Un homme de 68 ans, avec des antécédents d'hémorragie gastro-intestinale supérieure due à l'aspirine et d'accident ischémique transitoire sous traitement chronique au trifusal (300 mg toutes les 12 heures), s'est présenté au service des urgences de l'hôpital San Agustín (Avilés, Asturies) en mai 2006, en raison d'une douleur intense, continue et d'apparition soudaine dans l'hémiabdomen gauche, accompagnée d'une croisade végétative. A l'examen, la pression artérielle était de 210/120 mm Hg, la fréquence cardiaque de 80 par minute, et une douleur dans la fosse iliaque gauche, accentuée par la palpation. L'hémogramme (hémoglobine : 13 g/dL, plaquettes : 249 000), l'étude de la coagulation, la biochimie sanguine élémentaire, le système urinaire, l'électrocardiogramme et la radiographie pulmonaire simple étaient normaux. Le scanner abdominal a montré un hématome étendu, de 12 cm de diamètre maximum, dans la cellule rénale gauche, sans liquide intrapéritonéal libre ; la glande surrénale gauche était engloutie et n'a pu être identifiée, et la glande surrénale droite était inchangée. L'HTA n'ayant pas été contrôlée aux urgences, malgré un traitement à base d'analgésiques, d'antagonistes du calcium et d'inhibiteurs de l'enzyme de conversion de l'angiotensine II, le patient, qui maintenait une pression artérielle de 240/160 mm Hg, a été transféré à l'unité de soins intensifs pour un traitement intraveineux au nitroprussiate et au labétalol. Dans les 24 heures suivantes, la crise hypertensive a été jugulée, et l'hémoglobine et l'hématocrite sont restés stables.

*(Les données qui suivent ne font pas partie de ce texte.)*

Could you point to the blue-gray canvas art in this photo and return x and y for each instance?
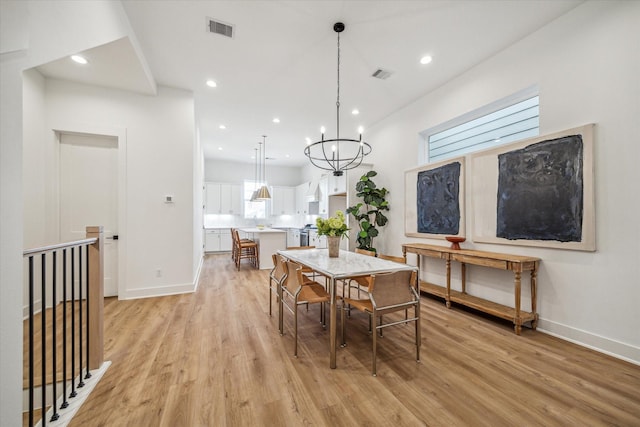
(540, 191)
(438, 200)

Avec une suspicion diagnostique de rupture non traumatique d'un phéochromocytome préexistant, on a déterminé les métanéphrines plasmatiques, qui étaient normales, et les catécholamines et métanéphrines urinaires. Dans les urines de 24 heures du jour suivant l'admission, les résultats suivants ont été obtenus : adrénaline : 65,1 mcg (valeurs normales - VN : 1,7-22,5), noradrénaline : 151,1 mcg (VN : 12,1-85,5), métanéphrine : 853,5 mcg (VN : 74-297) et normétanéphrine : 1396,6 mcg (VN : 105-354). Après 10 jours, alors que le patient était encore hospitalisé, les chiffres urinaires s'étaient complètement normalisés spontanément.

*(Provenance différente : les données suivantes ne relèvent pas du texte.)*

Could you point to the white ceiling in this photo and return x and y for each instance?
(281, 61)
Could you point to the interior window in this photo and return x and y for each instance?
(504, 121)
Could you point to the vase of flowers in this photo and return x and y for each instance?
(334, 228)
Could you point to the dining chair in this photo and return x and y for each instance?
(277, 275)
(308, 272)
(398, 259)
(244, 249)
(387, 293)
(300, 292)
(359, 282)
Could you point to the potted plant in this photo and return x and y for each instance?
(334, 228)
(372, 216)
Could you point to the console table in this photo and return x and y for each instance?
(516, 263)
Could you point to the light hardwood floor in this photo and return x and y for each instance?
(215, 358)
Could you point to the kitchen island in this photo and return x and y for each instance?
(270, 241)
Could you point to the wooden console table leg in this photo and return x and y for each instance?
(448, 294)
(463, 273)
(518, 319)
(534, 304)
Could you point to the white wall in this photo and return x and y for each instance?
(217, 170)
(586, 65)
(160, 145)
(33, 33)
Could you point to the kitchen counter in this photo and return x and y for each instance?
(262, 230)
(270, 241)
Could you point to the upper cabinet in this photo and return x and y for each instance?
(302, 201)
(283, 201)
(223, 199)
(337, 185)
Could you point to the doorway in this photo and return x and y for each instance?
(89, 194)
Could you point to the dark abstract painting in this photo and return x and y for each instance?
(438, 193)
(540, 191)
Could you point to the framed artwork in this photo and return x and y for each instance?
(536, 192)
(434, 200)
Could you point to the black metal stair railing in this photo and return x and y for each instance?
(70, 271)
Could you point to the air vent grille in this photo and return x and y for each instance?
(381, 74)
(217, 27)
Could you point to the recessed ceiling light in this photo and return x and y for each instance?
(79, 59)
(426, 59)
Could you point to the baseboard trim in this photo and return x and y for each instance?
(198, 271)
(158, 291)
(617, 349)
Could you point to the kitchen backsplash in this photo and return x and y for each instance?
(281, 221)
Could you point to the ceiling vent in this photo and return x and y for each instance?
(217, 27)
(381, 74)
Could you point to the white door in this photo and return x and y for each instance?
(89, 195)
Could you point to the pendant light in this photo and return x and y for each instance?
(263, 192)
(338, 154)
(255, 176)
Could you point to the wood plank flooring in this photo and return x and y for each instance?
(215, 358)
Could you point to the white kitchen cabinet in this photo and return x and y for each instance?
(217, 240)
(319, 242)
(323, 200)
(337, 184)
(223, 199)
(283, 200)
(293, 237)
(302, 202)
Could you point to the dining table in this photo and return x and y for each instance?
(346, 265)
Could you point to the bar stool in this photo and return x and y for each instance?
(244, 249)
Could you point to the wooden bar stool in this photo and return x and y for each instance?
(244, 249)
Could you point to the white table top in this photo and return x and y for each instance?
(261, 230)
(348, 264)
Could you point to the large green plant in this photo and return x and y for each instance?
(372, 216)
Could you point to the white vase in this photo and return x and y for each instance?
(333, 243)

Quant à l'hématome, en juillet 2006, il ne s'était pas résorbé et une image pseudo-kystique persistait dans la zone surrénalienne gauche. Une surrénalectomie unilatérale a été réalisée en septembre 2006, et l'examen histologique a montré une masse encapsulée mesurant 6 x 5 cm, avec une nécrose hémorragique étendue et quelques cellules corticales sans atypie.